Revista de Estudios Sociales

rev. estud. soc. | eISSN 1900-5180 | ISSN 0123-885X

The Distances of Belief: Secularization, Idolatry, and the Thought of the Other

No. 34 (2009-12-01)
  • Diego Cagüeñas Rozo
    Universidad de los Andes. Bogotá, Colombia.

Abstract

Is it necessary to believe what the other believes to understand him? This paper explores different perspectives through which anthropology has addressed this question. The main argument is that because it is a discipline that arose alongside modernity and the secularization of the world, anthropology has tended to ignore what is specifically "religious" in believing so as to reduce it to a social and symbolic phenomenon.
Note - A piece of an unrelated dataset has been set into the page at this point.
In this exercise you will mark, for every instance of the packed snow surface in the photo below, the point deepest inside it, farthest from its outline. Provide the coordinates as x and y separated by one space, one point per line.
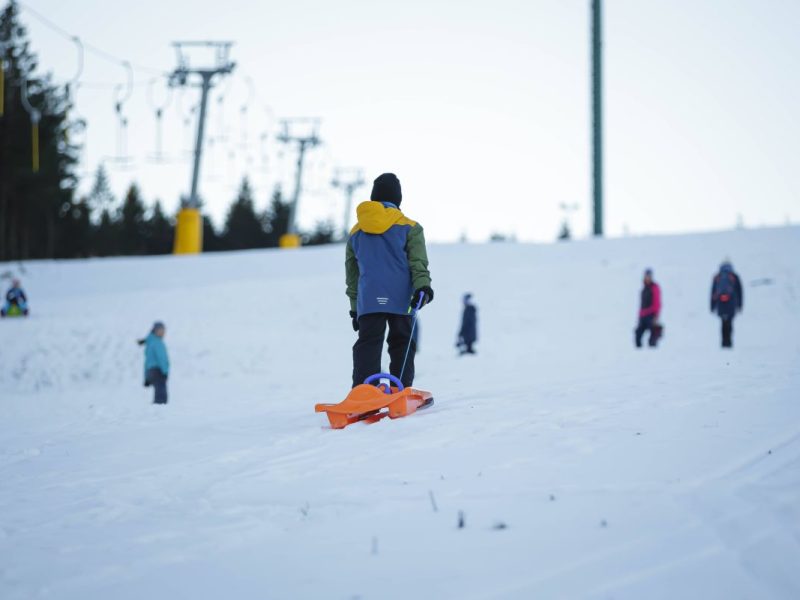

The importance of the problem of belief is reconsidered in respect to anthropology’s approach to the other once the researcher has dismissed the possibility of sharing the other’s beliefs. Turning to the ideas of distance and the defection of the sacred, I question the consequences that secularization brings to the exercise of ethnography and to the study of the problem of belief. Finally, I show that the return of the sacred responds to the logic of idolatry, which seeks to reinstate the authority of the orthodoxies that have been weakened with secularization. I conclude with a brief sketch of the kind of political action that could thwart the violent advance of idolatry in the political sphere.